There was a time, back when I lived in the Dominican Republic, when I felt like I was drowning, in way over my head, and completely lost. It was right after I moved out of the house I had lived in with my parents, and into a house on my own, in a community about a half hour outside the nearby city. By that time I already knew that God was calling me away from the DR, and that made me feel even more lost, and pretty useless to the community I was in. I wondered what God wanted me to do out here all by myself, though I never doubted it was what He wanted for me at the time.
I spent most of those first several weeks sweeping my dusty floors, encouraging myself to walk around the community and talk to people, and hanging out with the neighbor kids like the ones pictured above, who would waltz into my open house, usually uninvited (though never unwelcome). It felt slow, and I felt completely alone.
Through the years we had become friends with mission teams from other organizations in the area, and one of those mission teams happened to be visiting the city soon after I had moved into my own house. It was their last Sunday in the area before they would fly back home, and their team had decided to hit the beach one last time.
Instead of joining their team for a nice day at the beach, a small group of people we had known for about a year asked my parents if they could bring them to visit me in my new house. “Jessica needs us,” they said to one another. “We should go encourage her.”
They piled into a truck as my dad led them down the road leading the complete opposite direction of the beach. They sat cheerily as the sun beat down on them in the truck bed, watching the endless sugar cane fields pass by (there are days I still ache for that beautiful view). When they arrived, I self-consciously welcomed them into my home, and we spent the next couple of hours sitting and chatting. I couldn’t compete with a nice day at a shady beach, so I didn’t try.
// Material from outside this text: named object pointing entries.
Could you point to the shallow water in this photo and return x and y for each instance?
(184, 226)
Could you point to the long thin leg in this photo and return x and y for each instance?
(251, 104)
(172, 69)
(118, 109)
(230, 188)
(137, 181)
My friends were absolutely right. I did need them in that moment, and I will forever be grateful that they made the effort to come see me. They traded a day at a Caribbean beach to sweat on my plastic chairs in my dusty living room, where the only thing I had to offer them was room temperature water. They could have been walking along the ocean shore but instead they walked with me through the community and listened as I shared about my experience so far. If they were bored they did not show it, and their hugs and goodbyes after their visit were a turning point in my time there.
Maybe it wasn’t much of a sacrifice for them to miss one day with their team, but for me it made a world of difference. When I am old and have lost most of my specific memories of my time in the Dominican Republic, I will still remember their visit, and how it kept my heart from losing all hope. I felt seen, and that was all I needed.
Staying primarily at home for the past few months has obviously been pretty tough on those people who unconsciously place part of their self-worth on their productivity (me). It has also been extra hard to stay connected with the ones we care about, and to show them that they are loved. It has made me think a lot about how I have received love from others during these past six years on the mission field. There have been countless people who wrote me an encouraging note, or gave me an extra long hug, or brought me a box of my favorite cereal. People who cleaned my house just to bless me, because they saw how worn out I was. A friend who made me a gift that included all the places I have lived, because she knows how important each place, each culture, is to me. Most of those people probably have no idea how much their gesture meant to me, and how many times their gifts or words were the one thing holding me together on that day.
I guess my point in all of this is that I have always seen love in the little things, just as much or even more than in grand gestures. All people really want is to be seen, to be remembered. As many of us continue to stay more distanced than we usually would be, we might not see as many opportunities to show love in big ways. But I think we can definitely get creative in new little ways of loving those around us. Many people already have, by sending cards, calling their friends, delivering snacks to people’s doorsteps. Let’s not allow people to become out of sight, out of mind. If you’re unsure of how to love people during this time (or even in general), I would encourage you to do just the smallest thing. You never know how something little can end up staying with someone forever.